Although I am a registered Republican, I am first and foremost a capitalist. So much of the last ten weeks of my life has been developing and managing an online outreach campaign on behalf of one of the Democratic presidential candidates.

While I have learned a lot about the internal divides within the Democratic Party – and at times wondered how we Republicans ever lose elections to these people – I have also gotten an insight into the American voter on a state-by-state basis. I’ve come to one conclusion: a good number of Americans still don’t know who Hillary Clinton is.

In purchasing Google Adwords, I have gotten a behind-the-scenes look at what people are searching for, and the numbers are staggering. In Texas, Ohio and Pennsylvania, more than two-thousand people per day misspelled Hillary Clinton’s name; In Indiana and North Carolina, one out of six searches for Hillary Clinton have just one “L” in her first name. Another five percent are looking for Hillary Rodman Clinton, who apparently served eight years First Lady of the NBA Bad Boys Club.

It’s not as if Hillary Rodham Clinton weren’t First Lady of the United States for eight years, or that her first name were not printed on her campaign materials – the signs and placards at all her events let you know which Clinton is running: Hillary! Yet people who own computers and are researching the candidates still don’t seem to know her yet.

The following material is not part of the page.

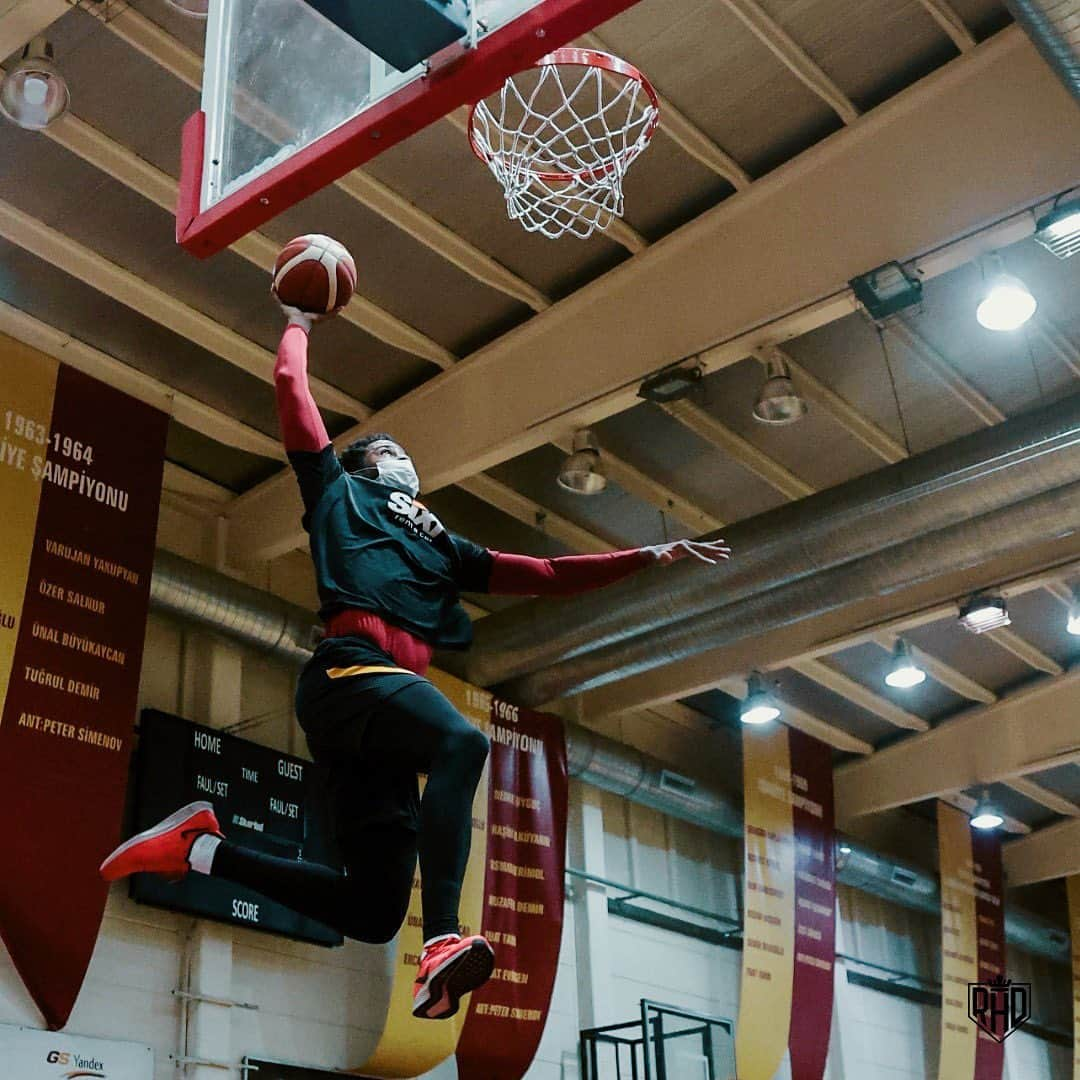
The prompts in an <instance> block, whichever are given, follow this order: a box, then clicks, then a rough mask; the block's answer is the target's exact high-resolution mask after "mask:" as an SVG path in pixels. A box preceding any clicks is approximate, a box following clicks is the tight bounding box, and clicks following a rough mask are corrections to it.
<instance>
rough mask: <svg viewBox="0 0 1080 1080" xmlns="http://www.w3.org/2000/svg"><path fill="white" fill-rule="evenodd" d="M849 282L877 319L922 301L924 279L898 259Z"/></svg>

Unfortunately for those people who do not yet know who Hillary Clinton is, Googling her isn’t going to tell you much. The first page of results yields her official campaign website, her Senate website, the White House website and her MySpace profile, all of which will tell you what she wants you to hear. The rest of the links – CNN, Washington Post and the New York Times, for example – only give information on the candidate from a media-filtered perspective. The only “independent” source is Wikipedia, and I imagine the Kossacks will get to that page at some point.

Perhaps more interesting from my perspective is who advertises to the Googling masses for each candidate. Both Hillary Clinton and Barack Obama have made a point of “owning” their search pages. Search for either candidate and their own website is the sponsored link that returns – at a cost of somewhere near $3 each time someone clicks on the link, a fortune in click-through ad rates. Go try it and come back, while the folks in Mountain View ring the cash register. Somewhere there is GOP experiment that might be called “Spend Obama’s Money Experiment” waiting to happen.

When I Google Clinton, an ad for Time Magazine shows up, and when I Google Obama, I get the Chicago Tribune, along with an ad saying Obama gets an “A+” on Middle Class Issues, but when I click on it, he really has an 80% rating, with 50% absences. That website must be grading on a curve!

The role of the Internet in politics continues to evolve. While the blogs were all the rage back in the 2004 campaign, segmentation and specialization in readership and editorial has made them little more than an echo-chamber for preaching to the choir.

With contextual advertising – buying ad depending on what the reader has called up on the page – it is possible to do some very elegant micro-targeting. Look up the MySpace profile of a veteran of the Marine Corps, as I did a few weeks back, and see an ad from John McCain, targeted directly towards service members and vets. But this is also a risky strategy because such ads could also end up on less-than desirable websites using similar keywords – “service” and “men” in their contexts. For my editor’s sake I won’t link to them here, you will have to use your imagination.

With search marketing, there is the prospect of reaching persuadable voters, who for whatever reasons are going online to look for information about the candidates. And right now, a well placed search-marketing ad campaign can be done efficiently if targeted to the right search terms and geography.

But as more political consultants and interest groups realize that they, too, can end up on Hillary Clinton’s search results – and get a decent click-through rate – it may be that the real winner in this primary and future elections is neither Clinton nor Obama. It’s Google.